Ppar Gamma Controls Ectopic Adipogenesis And Cross-Talks With Myogenesis During Skeletal Muscle Regeneration

Skeletal muscle is a regenerative tissue which can repair damaged myofibers through the activation of tissue-resident muscle stem cells (MuSCs). Many muscle diseases with impaired regeneration cause excessive adipose tissue accumulation in muscle, alter the myogenic fate of MuSCs, and deregulate the cross-talk between MuSCs and fibro/adipogenic progenitors (FAPs), a bi-potent cell population which supports myogenesis and controls intra-muscular fibrosis and adipocyte formation.

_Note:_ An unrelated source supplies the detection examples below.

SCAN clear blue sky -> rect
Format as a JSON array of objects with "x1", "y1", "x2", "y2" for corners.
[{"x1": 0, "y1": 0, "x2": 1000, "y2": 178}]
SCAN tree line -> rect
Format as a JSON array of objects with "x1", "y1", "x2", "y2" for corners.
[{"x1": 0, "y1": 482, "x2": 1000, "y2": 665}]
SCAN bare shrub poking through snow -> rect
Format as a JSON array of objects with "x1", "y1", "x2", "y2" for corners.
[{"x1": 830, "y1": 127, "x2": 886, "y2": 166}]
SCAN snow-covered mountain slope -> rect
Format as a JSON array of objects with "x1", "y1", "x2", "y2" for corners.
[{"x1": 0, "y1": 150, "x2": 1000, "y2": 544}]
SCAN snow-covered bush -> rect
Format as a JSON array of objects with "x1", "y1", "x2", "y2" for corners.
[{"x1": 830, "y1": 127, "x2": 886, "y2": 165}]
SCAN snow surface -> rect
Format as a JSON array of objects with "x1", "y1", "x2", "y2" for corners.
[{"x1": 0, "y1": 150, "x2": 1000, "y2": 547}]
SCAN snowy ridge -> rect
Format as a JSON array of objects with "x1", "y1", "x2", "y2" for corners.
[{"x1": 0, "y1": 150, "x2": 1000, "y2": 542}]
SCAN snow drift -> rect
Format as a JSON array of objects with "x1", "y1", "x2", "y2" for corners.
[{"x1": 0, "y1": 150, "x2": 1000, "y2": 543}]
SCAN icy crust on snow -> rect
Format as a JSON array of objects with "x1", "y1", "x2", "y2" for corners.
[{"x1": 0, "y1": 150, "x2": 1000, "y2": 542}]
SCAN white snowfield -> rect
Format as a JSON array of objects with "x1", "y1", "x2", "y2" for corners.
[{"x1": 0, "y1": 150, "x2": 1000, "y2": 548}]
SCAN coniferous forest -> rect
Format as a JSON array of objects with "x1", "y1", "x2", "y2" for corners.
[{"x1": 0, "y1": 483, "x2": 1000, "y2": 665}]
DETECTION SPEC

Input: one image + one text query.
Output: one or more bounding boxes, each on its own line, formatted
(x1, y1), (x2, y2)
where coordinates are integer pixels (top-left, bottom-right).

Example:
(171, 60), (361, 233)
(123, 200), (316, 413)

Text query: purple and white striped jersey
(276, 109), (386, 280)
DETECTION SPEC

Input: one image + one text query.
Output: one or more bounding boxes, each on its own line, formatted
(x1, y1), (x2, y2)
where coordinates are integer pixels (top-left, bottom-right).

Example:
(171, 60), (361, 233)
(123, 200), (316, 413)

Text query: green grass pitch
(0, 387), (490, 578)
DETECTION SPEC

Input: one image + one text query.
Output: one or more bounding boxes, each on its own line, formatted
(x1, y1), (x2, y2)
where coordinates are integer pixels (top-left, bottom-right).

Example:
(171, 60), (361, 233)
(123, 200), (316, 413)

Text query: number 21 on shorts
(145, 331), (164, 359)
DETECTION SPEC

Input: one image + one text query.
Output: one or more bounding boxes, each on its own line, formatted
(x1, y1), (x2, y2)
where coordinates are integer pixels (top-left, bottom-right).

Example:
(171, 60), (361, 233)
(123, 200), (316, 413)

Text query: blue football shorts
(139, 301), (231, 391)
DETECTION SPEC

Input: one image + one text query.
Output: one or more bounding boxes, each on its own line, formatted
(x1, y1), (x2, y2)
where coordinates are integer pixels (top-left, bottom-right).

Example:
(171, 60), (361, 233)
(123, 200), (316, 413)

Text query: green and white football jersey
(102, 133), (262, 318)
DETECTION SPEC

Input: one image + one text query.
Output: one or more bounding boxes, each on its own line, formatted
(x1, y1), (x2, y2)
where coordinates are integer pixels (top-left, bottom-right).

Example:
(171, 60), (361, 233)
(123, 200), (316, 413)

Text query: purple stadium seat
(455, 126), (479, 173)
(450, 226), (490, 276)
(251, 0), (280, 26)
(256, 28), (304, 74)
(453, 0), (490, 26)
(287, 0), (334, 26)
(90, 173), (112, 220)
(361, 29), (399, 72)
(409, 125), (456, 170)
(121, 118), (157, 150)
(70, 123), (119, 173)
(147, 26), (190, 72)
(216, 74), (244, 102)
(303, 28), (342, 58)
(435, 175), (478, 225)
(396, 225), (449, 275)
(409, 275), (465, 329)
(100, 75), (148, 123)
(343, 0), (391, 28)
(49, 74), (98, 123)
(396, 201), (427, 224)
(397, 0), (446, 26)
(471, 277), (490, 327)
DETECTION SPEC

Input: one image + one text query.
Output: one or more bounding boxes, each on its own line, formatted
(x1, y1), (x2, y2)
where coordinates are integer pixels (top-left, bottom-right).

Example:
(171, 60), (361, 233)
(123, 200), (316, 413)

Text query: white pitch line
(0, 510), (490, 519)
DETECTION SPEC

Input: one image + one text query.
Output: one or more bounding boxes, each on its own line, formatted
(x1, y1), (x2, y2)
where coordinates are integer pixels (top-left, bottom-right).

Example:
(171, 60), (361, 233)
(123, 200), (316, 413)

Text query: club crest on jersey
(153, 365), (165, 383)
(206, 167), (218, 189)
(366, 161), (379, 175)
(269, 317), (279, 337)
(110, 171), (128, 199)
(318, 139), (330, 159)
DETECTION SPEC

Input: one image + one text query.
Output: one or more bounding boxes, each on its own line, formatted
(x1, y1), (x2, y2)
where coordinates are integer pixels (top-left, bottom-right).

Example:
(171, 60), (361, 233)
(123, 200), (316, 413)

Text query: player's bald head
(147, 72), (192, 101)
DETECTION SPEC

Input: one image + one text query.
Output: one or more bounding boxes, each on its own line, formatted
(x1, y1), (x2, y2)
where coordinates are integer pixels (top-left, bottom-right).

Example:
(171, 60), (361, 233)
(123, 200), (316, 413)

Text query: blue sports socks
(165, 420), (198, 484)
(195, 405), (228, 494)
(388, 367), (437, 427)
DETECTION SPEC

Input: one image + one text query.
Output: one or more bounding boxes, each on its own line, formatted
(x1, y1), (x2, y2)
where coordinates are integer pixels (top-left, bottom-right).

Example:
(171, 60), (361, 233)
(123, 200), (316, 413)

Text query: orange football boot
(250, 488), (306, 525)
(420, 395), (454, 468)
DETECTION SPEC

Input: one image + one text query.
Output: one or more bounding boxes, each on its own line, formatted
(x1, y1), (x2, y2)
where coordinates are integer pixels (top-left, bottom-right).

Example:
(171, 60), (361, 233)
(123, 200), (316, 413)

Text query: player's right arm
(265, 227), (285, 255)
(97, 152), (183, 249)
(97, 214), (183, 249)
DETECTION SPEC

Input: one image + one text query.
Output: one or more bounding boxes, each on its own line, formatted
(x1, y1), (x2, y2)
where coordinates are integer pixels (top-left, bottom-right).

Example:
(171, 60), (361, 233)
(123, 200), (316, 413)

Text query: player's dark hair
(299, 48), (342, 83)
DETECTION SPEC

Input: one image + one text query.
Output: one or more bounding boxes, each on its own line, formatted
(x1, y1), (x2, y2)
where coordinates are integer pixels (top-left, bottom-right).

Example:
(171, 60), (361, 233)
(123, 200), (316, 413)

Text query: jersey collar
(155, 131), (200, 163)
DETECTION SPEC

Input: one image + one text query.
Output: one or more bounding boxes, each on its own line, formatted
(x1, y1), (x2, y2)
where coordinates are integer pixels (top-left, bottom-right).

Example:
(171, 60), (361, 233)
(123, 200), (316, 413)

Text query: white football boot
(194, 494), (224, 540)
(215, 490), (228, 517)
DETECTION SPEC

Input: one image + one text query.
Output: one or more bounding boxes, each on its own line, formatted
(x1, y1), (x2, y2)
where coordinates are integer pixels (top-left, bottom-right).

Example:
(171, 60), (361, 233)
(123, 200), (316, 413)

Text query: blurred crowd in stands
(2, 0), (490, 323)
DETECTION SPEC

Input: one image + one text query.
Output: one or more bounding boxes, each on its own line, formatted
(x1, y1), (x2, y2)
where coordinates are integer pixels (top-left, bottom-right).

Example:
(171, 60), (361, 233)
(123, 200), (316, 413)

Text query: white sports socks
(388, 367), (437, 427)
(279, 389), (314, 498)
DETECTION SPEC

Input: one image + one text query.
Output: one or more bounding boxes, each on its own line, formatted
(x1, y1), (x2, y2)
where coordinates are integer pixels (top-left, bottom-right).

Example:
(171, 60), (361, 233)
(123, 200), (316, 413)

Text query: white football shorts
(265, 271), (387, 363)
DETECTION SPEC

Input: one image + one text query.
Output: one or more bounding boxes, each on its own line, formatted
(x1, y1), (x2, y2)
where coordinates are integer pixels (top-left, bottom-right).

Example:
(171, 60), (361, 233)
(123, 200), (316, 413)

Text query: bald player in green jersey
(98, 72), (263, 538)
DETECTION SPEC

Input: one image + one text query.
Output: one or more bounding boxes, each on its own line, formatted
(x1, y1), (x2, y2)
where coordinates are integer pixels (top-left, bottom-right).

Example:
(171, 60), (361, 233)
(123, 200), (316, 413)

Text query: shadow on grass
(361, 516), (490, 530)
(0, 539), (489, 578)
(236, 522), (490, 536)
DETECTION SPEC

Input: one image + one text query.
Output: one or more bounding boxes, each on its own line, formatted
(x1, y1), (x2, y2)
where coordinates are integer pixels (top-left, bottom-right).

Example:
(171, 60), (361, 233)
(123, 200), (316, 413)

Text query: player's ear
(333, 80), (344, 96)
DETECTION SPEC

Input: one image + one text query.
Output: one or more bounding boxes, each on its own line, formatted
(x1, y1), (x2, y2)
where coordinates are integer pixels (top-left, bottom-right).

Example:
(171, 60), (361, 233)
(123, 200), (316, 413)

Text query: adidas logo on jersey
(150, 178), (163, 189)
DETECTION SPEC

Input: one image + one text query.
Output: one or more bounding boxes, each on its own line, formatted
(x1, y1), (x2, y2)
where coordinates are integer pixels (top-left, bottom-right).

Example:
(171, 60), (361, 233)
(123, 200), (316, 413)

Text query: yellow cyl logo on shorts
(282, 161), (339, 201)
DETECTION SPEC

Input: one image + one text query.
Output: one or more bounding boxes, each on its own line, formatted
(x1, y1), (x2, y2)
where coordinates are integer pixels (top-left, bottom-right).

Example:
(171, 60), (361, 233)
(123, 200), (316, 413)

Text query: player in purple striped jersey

In order to better characterize the interaction between adipogenesis and myogenesis, we studied muscle regeneration and MuSC function in whole body Pparg null mice generated by epiblast-specific Cre/lox deletion (Pparg(Delta/Delta)). We demonstrate that deletion of PPAR gamma completely abolishes ectopic muscle adipogenesis during regeneration and impairs MuSC expansion and myogenesis after injury. Ex vivo assays revealed that perturbed myogenesis in Pparg(Delta/Delta) mice does not primarily result from intrinsic defects of MuSCs or from perturbed myogenic support from FAPs. The immune transition from a pro-to anti-inflammatory MuSC niche during regeneration is perturbed in Pparg(Delta/Delta) mice and suggests that PPAR gamma signaling in macrophages can interact with ectopic adipogenesis and influence muscle regeneration. Altogether, our study demonstrates that a PPAR gamma-dependent adipogenic response regulates muscle fat infiltration during regeneration and that PPAR gamma is required for MuSC function and efficient muscle repair.